By George Kevin Jordan, AFRO Staff Writer
The Black Women’s Roundtable (BWR) Intergenerational Public Policy Network released their sixth annual BWR Report, “Black Women in the U.S. & Key States, 2019: Centering Black Women & Girls Leadership & Public Policy Agenda in a Polarized Political Era.”
The BWR is the women and girls leadership development and power building arm of the National Coalition on Black Civic Participation (NCBCP), according to their press release. The report examines issues of concern for Black women throughout the nation. Many of the country’s leaders and organizers contributed to the document.
Dr. Avis Jones-DeWeever, served as editor-in-chief for the 2019 BWR Report. Melanie L. Campbell, president and CEO, NCBCP is also the convener of the Black Women’s Roundtable.
Over 1800 surveys were collected in Alabama, Florida, Georgia, Ohio, Michigan and Mississippi, according to the executive summary.
The document lays out the landscape for a pivotal year for Black women.
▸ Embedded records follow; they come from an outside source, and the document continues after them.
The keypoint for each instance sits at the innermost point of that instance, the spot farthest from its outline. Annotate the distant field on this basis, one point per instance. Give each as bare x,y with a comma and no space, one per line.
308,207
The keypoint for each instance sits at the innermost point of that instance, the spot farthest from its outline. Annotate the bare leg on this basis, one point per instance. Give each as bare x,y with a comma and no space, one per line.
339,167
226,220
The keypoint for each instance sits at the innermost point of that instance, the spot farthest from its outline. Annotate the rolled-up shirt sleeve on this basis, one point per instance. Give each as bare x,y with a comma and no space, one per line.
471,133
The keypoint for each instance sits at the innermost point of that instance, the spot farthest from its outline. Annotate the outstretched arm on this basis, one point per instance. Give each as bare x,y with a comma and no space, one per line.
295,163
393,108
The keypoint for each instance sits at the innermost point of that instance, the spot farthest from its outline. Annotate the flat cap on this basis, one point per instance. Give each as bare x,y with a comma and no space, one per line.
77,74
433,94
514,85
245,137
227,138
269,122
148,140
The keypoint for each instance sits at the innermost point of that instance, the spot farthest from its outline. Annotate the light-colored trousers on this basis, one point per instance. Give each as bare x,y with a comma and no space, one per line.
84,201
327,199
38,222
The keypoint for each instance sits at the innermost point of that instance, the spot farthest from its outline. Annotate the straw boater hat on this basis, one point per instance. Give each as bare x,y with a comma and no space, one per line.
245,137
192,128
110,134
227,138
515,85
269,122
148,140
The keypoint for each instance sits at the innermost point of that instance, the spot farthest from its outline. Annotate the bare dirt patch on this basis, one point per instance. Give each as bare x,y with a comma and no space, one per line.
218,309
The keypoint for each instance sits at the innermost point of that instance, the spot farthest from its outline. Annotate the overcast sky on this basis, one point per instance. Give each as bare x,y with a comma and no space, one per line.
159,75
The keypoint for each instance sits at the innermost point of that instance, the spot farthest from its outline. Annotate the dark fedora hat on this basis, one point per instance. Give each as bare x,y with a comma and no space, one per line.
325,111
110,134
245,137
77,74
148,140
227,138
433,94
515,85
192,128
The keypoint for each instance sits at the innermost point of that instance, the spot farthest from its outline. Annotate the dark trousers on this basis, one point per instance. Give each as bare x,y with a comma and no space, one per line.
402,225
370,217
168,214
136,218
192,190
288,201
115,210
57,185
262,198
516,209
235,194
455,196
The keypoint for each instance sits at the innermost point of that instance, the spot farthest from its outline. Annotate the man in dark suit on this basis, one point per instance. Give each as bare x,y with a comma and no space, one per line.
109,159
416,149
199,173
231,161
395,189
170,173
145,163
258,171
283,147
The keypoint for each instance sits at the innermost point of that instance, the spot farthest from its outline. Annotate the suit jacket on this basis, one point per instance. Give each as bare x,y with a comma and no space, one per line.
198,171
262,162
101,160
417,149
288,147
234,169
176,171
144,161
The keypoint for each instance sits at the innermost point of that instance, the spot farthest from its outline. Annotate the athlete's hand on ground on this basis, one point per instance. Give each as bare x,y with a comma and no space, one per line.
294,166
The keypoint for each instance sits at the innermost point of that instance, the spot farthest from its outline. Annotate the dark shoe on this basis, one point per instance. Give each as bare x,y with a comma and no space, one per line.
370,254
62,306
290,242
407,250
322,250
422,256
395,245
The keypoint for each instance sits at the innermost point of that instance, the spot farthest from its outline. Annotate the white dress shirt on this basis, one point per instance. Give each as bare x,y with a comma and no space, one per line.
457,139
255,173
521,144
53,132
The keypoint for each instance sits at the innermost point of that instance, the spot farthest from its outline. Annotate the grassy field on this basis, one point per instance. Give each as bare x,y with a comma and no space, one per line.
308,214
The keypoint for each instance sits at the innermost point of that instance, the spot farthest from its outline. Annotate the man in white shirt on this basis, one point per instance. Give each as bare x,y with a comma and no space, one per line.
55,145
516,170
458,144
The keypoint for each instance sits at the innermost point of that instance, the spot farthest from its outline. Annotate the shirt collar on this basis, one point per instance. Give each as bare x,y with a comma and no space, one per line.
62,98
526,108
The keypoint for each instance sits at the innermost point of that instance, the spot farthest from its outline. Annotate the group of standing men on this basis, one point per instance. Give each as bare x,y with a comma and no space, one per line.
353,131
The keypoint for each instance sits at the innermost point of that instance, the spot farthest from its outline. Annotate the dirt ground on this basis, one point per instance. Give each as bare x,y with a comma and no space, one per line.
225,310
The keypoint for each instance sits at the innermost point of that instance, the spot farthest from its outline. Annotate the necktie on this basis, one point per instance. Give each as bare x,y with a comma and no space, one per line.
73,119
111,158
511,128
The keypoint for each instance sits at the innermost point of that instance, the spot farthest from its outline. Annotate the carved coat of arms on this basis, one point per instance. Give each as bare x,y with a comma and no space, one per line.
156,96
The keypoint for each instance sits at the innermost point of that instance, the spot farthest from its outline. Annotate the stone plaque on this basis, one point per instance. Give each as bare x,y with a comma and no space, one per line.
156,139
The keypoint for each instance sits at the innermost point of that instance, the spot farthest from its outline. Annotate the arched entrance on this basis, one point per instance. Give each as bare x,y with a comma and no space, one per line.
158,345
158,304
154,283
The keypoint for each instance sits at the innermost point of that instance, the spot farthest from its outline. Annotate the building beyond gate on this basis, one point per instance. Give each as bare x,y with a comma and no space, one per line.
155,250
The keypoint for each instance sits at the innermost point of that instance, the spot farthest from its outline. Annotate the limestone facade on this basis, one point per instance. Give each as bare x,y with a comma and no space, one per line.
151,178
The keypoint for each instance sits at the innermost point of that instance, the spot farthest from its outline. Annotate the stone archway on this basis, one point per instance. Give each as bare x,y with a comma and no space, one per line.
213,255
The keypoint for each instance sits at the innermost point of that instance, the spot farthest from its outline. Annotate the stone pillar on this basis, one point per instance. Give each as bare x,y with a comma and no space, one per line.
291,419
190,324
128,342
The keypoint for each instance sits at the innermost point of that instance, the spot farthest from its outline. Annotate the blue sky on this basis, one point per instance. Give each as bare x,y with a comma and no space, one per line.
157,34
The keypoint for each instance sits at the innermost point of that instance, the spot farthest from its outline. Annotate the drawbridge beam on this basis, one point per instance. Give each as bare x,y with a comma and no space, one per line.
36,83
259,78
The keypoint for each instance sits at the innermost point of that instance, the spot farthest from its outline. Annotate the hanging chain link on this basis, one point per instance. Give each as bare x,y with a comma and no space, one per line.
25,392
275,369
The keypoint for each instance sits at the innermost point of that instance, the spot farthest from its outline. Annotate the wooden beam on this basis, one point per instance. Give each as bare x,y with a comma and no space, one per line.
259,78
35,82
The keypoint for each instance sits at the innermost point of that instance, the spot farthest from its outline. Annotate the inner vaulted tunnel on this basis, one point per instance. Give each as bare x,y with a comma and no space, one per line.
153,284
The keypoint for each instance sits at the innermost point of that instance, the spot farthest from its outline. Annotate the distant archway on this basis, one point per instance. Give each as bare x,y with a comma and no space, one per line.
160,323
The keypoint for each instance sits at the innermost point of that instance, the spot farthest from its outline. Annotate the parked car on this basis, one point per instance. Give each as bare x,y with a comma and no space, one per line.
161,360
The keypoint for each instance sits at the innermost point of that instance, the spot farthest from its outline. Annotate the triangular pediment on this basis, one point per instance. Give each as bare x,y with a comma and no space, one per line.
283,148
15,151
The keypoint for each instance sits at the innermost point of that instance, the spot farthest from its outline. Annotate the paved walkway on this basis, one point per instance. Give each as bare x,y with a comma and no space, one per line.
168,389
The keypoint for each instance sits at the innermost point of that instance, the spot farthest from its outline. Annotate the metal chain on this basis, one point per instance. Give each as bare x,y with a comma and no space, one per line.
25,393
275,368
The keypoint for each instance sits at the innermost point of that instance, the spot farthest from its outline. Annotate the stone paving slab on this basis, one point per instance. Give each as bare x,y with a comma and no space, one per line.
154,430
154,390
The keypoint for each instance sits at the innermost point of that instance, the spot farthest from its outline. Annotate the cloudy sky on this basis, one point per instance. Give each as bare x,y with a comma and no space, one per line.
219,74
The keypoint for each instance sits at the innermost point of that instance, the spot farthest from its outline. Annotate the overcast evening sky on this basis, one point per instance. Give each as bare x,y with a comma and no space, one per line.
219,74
“This year’s report uncovers where Black women stand, juxtaposed between a historic electoral season which resulted in record-breaking political representation and the beginning of a high-stakes Presidential race that includes an exceedingly diverse slate of candidates, including the third Black woman ever to launch a Presidential bid,” the executive statement said. “ In many ways, this historic moment seems to be one in which Black women are asserting their power like never before. Yet, they still face substantial challenges related to a wide ranging of deeply entrenched issues that have seen little movement over the years. This year’s report takes a deep look at this dichotomy and shares a multifaceted analysis of just where Black women are now, where we’ve been and where we’re going.”
The document highlighted the sweeping victories in Congress that Black women achieved particularly during the mid-term. Jahana Hayes (CT); Lucy McBath (GA); Ilhan Omar (MN); Ayanna Pressley (MA) and Lauren Underwood (IL) were praised for their wins, and Stacey Abrams was acknowledged for her narrow loss in the governor’s race for Georgia.
However, other lesser known wins were pulled out, such as the 2018 election of 17 black women as judges in Harris County, Texas after a campaign.
Results of their polling data clearly outlines what Black women considered to be priorities for them including, protecting safety net programs such as Medicare, Medicaid and Social Security. Another top concern was protecting affordable healthcare the document stated.
Black women participate in the workforce more than their White, Asian or Hispanic counterparts, but don’t receive the same financial compensation. According to the report: Black women working full-time, year-round earned only 61 cents for every dollar earned by White male workers, compared to 77 cents for White women, 85 cents for Asian American women, and 53 cents for Latinas. Over a lifetime Black women stand to lose an estimated $946,120 over a 40-year career due to the wage gap, the report stated.
Over the next year the BWR will be launching initiatives to improve outcomes for Black women and to galvanize the power of the Black woman vote during the next election cycle.